Wayzata, Minnesota

Friday, September 26, 2014

Everything Forgotten Returns to the Circling Winds

Sepia Saturday #247  - 27 September 2014

"Remember what you have seen, because everything forgotten returns to the circling winds." 
- Navajo Wind Chant

Life as they knew it, changed quickly.  

Strangely enough how folks earned a living changed drastically after 1937, and yet festivals and other celebrations in life continued, year after year.

Have you heard about the Harvest Moon Festival?

It's kind of a big thing up in the North Woods.
Check this link out for an idea.

Winton was prosperous as a lumber town beginning in the 1880's.  Story of the giant ancient white pine trees  here.  Following that iron ore deposits were detected.

Stroll along through quaint little Winton that survived the ins and outs as well as they could in northern Minnesota.

Winton, Minnesota

Houses and lone dog in lumber bust town, Winton.

Happy couple aren't they?

Too bad he covered up his name and the other writing across his apron.

I'm guessing, this friendly chap may have been Emil?

The photo reads, Storekeeper and his wife in "bust" iron mining town.

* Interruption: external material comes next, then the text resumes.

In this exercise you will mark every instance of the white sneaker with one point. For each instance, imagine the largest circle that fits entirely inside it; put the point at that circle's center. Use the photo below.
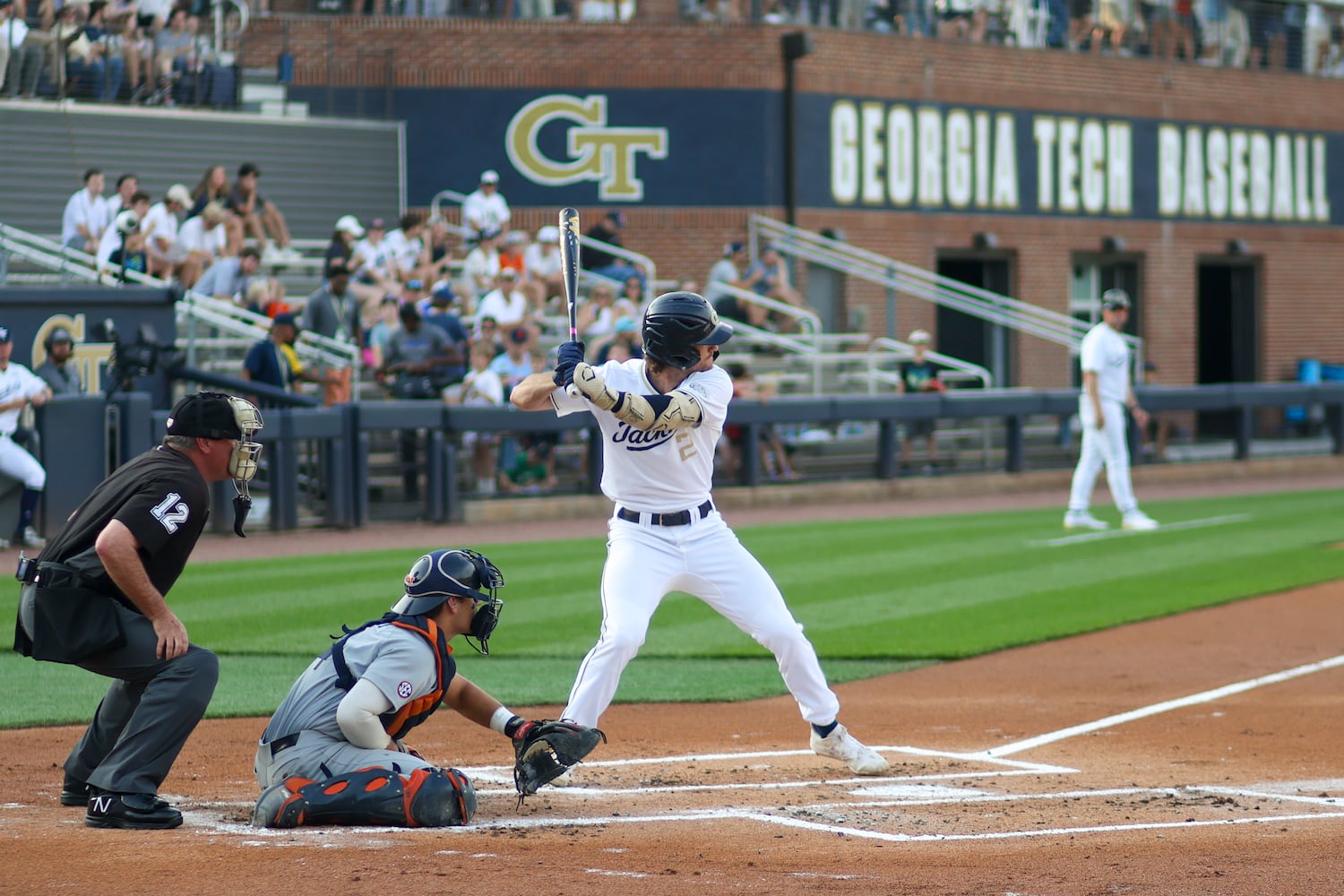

Abandoned Saloon, and possible restaurant?
August 1937

Broken down steps 
entrance to abandoned house.
Owner unknown.

Abandoned properties, yes.  But they still had a Post Office in the summer of 1937.

William Besson
and mine shaft he abandoned.

Near Winton, Minnesota

Old resident of Winton.


Sharpening an axe.

Winton began to struggle like many other towns Up-North.

Freshly washed clothes hung on the line for every household.

Another resident connected to lumbering in Winton.

Winton mining prospector with his homemade windlass.

Children of "Lumber Bust" Winton

Residents of section 30
also near Winton.

A handmade saw mill constructed by a Winton resident.

Winton Resident that formerly owned a livery stable.

Changes happen.  "Mankind is resilient; the atrocities that horrified us a week ago become acceptable tomorrow." - Joseph Heller

But there's a happy ending for those remaining (172 per 2010 census) residents of Winton.

and it has to do with the Winton Power Dam
Hydro Power since 1924.

More photos here at Winton  Gallery.


DeniseinVA said...

Marvelous photos Karen, they tell quite a tale.

Anonymous said...

Have you got a family connection to this town that you have so many clear images? I love the photo of the old resident - so introspective and resigned.

sage said...

Sad to see a lumber town barren of trees. I hope today there are some white pines growing, they are magnificent trees. Neat photos and good insights.

ifthethunderdontgetya™³²®© said...

Wonderful pictures!

The bunkhouse accomodated between 60 to 90 men who slept in rows of doubledecked wooden bunks. They had straw mattresses and each “jack” was issued two or three blankets. Bed, blankets and men were all infested with lice. In 1914, inspectors from the State Department of Labor and Industries observed that: “The conditions under which the men were housed...make it impossible for men to keep their bodies free from vermin.” Bedbugs were also plentiful.

I'll pass on being a lumberjack...

TexWisGirl said...

i think with the oil and gas industries, there is still the boon and bust going on today. sadly.

Postcardy said...

I am auditing a "Photography in America" course now. I really enjoyed seeing the Winton photos.

Wendy said...

The undershirt more hole than shirt really says it all!

Bob Scotney said...

Great collection of old photos which should never be lost.

Karen S. said...

Sage, more are growing, but nothing even close in size to the days back then.

John Foster said...

Love the couple on the store porch.

Anonymous said...

This is the stuff life is made of. Thank you for sharing this. I love it.

Cloudia said...

You have saved the town from the winds!

ALOHA from Honolulu
=^..^= . <3 . >< } } (°>

Little Nell said...

What an interesting post full of real characters.

La Nightingail said...

Wonderful old pictures! I wonder - is a Denver Sandwich a relative of the Denver Omelet?

EG CameraGirl said...

So much history is revealed in those wonderful old photos!